# Torre del Lago Tuscany



## Sil (May 13, 2018)

Eos M EFM 11-22   20 sec   100 iso   F\8


----------



## Jeff15 (May 13, 2018)

Beautiful image.....


----------



## Wizard1500 (May 13, 2018)

Wonderful.


----------



## ceemac (May 13, 2018)

Absolutely wonderful, Sil. Like usual. Do you have any wall space left in your house?


----------



## Jeff G (May 13, 2018)

The sharp details with the soft water really makes a nice image. Beautiful all the way around.


----------



## fishing4sanity (May 13, 2018)

Another beautiful image! 

I've never been to Italy - that's got to be the reason I don't get this level of stunning images. It can't be lack of talent, can it?


----------



## fishing4sanity (May 13, 2018)

Had to give this one a POTM nomination.


----------



## BrentC (May 13, 2018)

Gorgeous image!


----------



## Sil (May 13, 2018)

Jeff15 said:


> Beautiful image.....



Thank Jeff15... : -)



Wizard1500 said:


> Wonderful.




thank Wiz...: -)



ceemac said:


> Absolutely wonderful, Sil. Like usual. Do you have any wall space left in your house?



I just replaced the walls ... if I put a nail my wife leaves me .. ;  -) Thank Ceemac ;-)



Jeff G said:


> The sharp details with the soft water really makes a nice image. Beautiful all the way around.



Thank JeffG ; -)



fishing4sanity said:


> Another beautiful image!
> 
> I've never been to Italy - that's got to be the reason I don't get this level of stunning images. It can't be lack of talent, can it?




I dream of photographing North America someday....Thank Fishing..; -)



fishing4sanity said:


> Had to give this one a POTM nomination.

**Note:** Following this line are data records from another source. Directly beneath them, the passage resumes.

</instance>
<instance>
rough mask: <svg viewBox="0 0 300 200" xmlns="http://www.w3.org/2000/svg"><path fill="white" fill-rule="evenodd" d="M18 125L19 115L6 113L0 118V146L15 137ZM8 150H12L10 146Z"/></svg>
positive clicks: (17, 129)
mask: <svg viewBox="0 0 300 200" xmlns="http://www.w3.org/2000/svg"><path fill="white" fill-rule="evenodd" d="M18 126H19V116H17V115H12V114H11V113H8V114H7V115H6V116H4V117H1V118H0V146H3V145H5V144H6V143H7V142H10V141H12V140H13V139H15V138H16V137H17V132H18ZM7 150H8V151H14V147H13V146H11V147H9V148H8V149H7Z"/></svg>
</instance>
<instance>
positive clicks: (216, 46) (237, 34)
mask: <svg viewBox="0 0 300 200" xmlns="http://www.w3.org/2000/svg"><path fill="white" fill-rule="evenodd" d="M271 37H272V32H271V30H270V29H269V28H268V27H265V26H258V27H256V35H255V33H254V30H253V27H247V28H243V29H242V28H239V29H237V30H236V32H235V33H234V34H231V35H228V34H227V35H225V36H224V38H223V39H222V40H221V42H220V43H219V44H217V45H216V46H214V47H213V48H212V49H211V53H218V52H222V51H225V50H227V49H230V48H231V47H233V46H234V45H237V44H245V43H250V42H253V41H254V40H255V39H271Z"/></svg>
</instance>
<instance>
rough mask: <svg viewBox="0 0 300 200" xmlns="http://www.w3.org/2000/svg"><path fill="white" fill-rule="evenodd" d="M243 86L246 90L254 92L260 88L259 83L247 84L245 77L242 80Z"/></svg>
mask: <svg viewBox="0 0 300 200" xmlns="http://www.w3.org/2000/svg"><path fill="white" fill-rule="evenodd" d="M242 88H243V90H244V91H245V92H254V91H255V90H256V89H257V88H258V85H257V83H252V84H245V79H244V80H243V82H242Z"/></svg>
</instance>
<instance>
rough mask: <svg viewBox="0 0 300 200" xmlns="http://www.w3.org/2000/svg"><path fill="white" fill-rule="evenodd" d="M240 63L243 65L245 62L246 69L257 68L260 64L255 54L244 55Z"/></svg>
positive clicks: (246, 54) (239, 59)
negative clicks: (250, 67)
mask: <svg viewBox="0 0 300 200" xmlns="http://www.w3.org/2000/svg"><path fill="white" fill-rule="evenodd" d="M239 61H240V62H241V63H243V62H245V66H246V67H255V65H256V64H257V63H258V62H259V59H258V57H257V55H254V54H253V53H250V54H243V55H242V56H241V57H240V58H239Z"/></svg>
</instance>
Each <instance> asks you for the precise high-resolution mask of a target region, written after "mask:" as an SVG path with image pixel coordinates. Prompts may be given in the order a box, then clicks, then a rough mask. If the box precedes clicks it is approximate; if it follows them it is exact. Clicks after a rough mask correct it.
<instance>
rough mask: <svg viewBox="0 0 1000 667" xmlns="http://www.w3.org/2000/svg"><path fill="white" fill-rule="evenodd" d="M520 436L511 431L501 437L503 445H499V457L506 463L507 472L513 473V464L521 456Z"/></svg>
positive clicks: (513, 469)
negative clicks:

Thank fishing...very very kind..; -)



BrentC said:


> Gorgeous image!



Thank Brent ...; -)


----------



## Fujidave (May 17, 2018)

Totally fantastic bit of work from you Sil, beautiful lighting and so peaceful looking.


----------



## Sil (May 18, 2018)

Fujidave said:


> Totally fantastic bit of work from you Sil, beautiful lighting and so peaceful looking.




thank Fuji very kind..


----------



## BrentC (May 18, 2018)

What is providing the light on the poles?


----------



## tirediron (May 18, 2018)

Fantastic!


----------



## Sil (May 18, 2018)

Thank Brent and tirediron...

@BrentC     behind me there was street lighting ...


----------



## Gary A. (May 18, 2018)

La perfezione.


----------



## zombiesniper (May 18, 2018)

Excellent image.


----------



## Sil (May 19, 2018)

thank Gary and Zombie...:- )


----------



## weepete (May 19, 2018)

The foreground lighting totally makes this shot!


----------



## Sil (May 19, 2018)

weepete said:


> The foreground lighting totally makes this shot!



thank for reply weepete...: -)


----------



## Breezy85 (Jun 1, 2018)

Amazing!!!


----------



## Sil (Jun 2, 2018)

Breezy85 said:


> Amazing!!!



thank Breezy...;-)


----------